The House is slated to vote this week on a bill to permanently bar states from applying their normal sales taxes to the monthly charges that households and businesses pay companies like Comcast or Verizon Wireless for Internet access – potentially costing states roughly $7 billion a year in potential revenue.
For starters, the bill would strip Hawaii, New Mexico, North Dakota, Ohio, South Dakota, Texas, and Wisconsin of at least $500 million in annual state and local revenue from their existing taxes on these charges.
Beyond costing states the $7 billion a year in potential revenue to support education, healthcare, roads, and other services, the bill would violate an understanding between Congress and the states dating back to the 1998 Internet Tax Freedom Act (ITFA): that any ban on applying sales taxes to Internet access charges would be temporary and not apply to existing access taxes.
Enacted when Internet commerce was still in its infancy, ITFA sought to balance Congress’ desire to encourage development of the Internet against states’ and localities’ need to finance essential services. Thus, it imposed only a temporary “moratorium” on new taxes on Internet access and protected existing taxes through a “grandfather” clause.
Congressional extensions of ITFA in 2001, 2004, and 2007 maintained those two key features. This latest ITFA legislation, though, eliminates both — the first time Congress has seriously considered doing so.
Every state would feel the impact. The seven states with taxes would start losing revenues this year, forcing some to cut services or raise other taxes to keep their budgets balanced. The remaining states would continue to lose as much as $6.5 billion in potential revenue each year from their inability to tax Internet access charges.
The forgone revenue would likely grow substantially over time as more people sign up for Internet access and current subscribers trade up to faster, more expensive, service.
The House bill would have other, unintended effects. Eliminating the grandfather, for example, would put at risk numerous other state and local taxes that Internet access providers pay on the things they buy in order to provide Internet service, such fiber-optic cable, or gasoline for their vehicles. Almost all of these taxes existed before 1998, so the grandfather protects them from legal challenge. But if Congress eliminates the clause, Internet access providers could challenge these taxes in court as indirect taxes on access service and therefore voided by ITFA.
The bill’s proponents argue that banning taxes on Internet access charges is necessary to close the “digital divide” between low- and high-income households. Keeping monthly Internet access as inexpensive as possible by exempting it from roughly $2-$4 in taxes will encourage low-income people to subscribe and service providers to extend broadband service to low-income neighborhoods, they claim.

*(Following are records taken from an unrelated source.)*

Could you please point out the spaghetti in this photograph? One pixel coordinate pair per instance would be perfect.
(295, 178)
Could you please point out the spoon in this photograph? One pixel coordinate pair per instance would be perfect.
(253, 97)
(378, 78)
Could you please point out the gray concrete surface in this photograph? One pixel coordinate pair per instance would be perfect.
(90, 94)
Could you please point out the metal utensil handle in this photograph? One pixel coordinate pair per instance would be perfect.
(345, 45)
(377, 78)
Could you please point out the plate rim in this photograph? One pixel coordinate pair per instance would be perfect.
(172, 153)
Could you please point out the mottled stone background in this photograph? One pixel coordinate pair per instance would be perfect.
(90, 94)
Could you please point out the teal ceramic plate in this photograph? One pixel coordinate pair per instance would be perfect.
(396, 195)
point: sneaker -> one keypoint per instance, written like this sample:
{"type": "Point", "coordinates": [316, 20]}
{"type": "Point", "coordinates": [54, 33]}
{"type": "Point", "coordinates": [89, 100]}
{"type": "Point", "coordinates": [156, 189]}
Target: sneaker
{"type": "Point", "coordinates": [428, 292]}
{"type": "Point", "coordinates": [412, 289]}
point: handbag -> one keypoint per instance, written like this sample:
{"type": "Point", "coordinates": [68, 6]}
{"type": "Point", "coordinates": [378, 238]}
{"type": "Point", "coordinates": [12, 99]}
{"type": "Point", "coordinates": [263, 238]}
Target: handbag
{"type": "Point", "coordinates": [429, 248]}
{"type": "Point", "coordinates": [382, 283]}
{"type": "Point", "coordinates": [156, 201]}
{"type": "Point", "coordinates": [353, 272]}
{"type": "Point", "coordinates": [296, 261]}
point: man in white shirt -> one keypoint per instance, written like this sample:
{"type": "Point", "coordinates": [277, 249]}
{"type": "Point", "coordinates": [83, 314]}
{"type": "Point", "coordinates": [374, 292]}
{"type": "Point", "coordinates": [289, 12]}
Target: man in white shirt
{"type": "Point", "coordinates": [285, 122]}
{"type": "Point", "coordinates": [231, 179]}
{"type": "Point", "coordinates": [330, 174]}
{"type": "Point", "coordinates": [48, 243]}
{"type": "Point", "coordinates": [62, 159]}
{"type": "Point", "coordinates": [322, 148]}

But there’s scant evidence to support this argument. Studies haven’t found a significant difference, in either the share of households with broadband or the availability of broadband service, between states that tax access and those that don’t. And numerous studies find that Internet access costs are a smaller cause of the “digital divide” than unfamiliarity with computers and the Internet and a belief that the Internet is irrelevant to the person’s life.
In fact, a permanent ITFA would likely impede the goal of getting more people online — especially low-income people who don’t have Internet at home. Many people first use the Internet in public schools, libraries, and community centers, all of which rely on state and local tax revenue. The less state and local revenue that such institutions receive, the less they could provide Internet service.

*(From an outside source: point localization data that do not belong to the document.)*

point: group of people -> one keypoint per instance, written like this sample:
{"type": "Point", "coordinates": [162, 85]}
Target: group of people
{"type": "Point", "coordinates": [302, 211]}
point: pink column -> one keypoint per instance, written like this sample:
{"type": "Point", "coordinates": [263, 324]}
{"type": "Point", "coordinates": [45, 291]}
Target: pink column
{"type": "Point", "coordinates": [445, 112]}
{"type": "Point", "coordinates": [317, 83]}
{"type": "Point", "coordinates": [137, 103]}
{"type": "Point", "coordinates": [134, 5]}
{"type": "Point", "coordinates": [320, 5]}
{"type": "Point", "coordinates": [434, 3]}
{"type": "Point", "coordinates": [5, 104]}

Some in Congress argue that states and localities should accept a permanent ITFA as part of a deal that would also include enactment of the Marketplace Fairness Act, which would empower states to require large Internet merchants to charge sales tax on all taxable sales. Any extension of the moratorium, however, must include the grandfather clause. Eliminating that clause would threaten to invalidate many existing taxes on Internet access providers, as noted earlier.
Congress’ proper course would be to end, not extend, the ban on state and local taxation of Internet access. The Internet is no longer an infant industry needing protection from taxes that apply to other services for which Internet access is a close substitute. Cable television service is widely taxed, for example, but if someone decides to pay Verizon $50 a month so that they can stream Netflix to their TV, ITFA bans the taxation of the access charge. This unequal treatment doesn’t makes sense.
Even if Congress wants to renew ITFA, surely the terms should be no more favorable than in 1998 — a temporary exemption for taxes on access service, with pre-1998 taxes still grandfathered — and must include the Marketplace Fairness Act, which the Senate has passed with broad bipartisan support.
Mazerov is a senior fellow with the State Fiscal Project of the Center on Budget and Policy Priorities.